Meat prices expected to increase up to 15 per cent


It’s braai season and red meat prices are expected to increase by at least nine to 15 per cent, due to tight supply and increased demand from consumers during the festive season.

Paul Makube, a Senior Agricultural Economist at FNB, says red-meat slaughtering has been substantially higher this year compared to the past three years as a result of the drought. For example, the cumulative sheep slaughter number is currently 111 per cent and 69 per cent higher than the 2015 and 2014 levels respectively.

However, despite an increase in slaughtering, there has not been an oversupply of meat which would have resulted in lower prices, due to exports and a strong demand for South African meat in the tourism sector.

“In terms of the outlook for beef, we are heading into a seasonal price increase of between R3,4 and R5,7 per kilogram (kg) for Class A beef as braai season returns.

Consumers that prefer to braai lamb can expect to pay between R5,6 and R9,4 per kg more for Class A lamb over the festive period,” said Paul.

Pork will also benefit from the increased price of red meat.
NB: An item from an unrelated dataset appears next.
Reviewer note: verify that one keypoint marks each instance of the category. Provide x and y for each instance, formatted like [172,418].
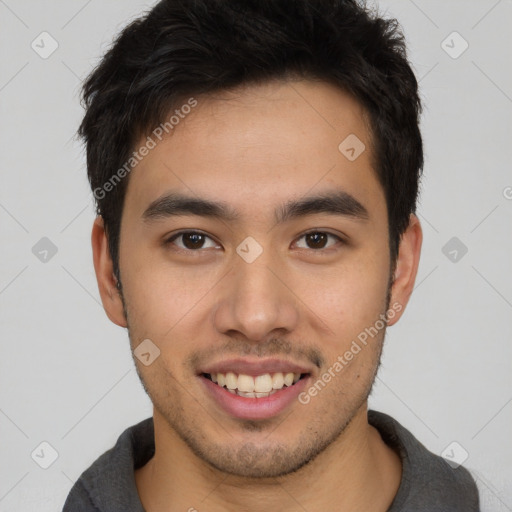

However, there won’t be much of a price movement in poultry due to increasing imports.

Despite continued pressure on disposable income, most consumers will still be able to absorb a slight increase in meat prices during the festive period, while others will opt to purchase red meat in bulk to outweigh the price increases.

“Even during tough economic conditions, we have picked up a trend where consumers will usually cut back on luxuries and non-essentials, but generally spend more on food and meat during the festive season.”

However, Paul cautioned that prices would have to return to normal levels in January, after the festive season, to avoid resistance from consumers.

He said that with rain expected in the coming months, the situation should start improving for livestock farmers who have suffered financial losses as a result of the drought. Forecasts are now projecting neutral conditions for the 2016/ 17 season, meaning that we should expect normal, instead of above normal, rainfall, as had been previously estimated.

According to Paul, this is good news as the sector will not have to worry about possible damage resulting from floods, torrential rains and heavy winds, often associated with the strong La Nina that was predicted earlier this year. The expected rainfall should be sufficient for herd-rebuilding to begin, further helping livestock farmers to reduce costs in the long-term.

“By mid-2017, we should see a moderation in grain prices which will lower animal feed costs, resulting in improved margins and profitability levels for farmers who are currently facing losses from the recent drought,” he concluded.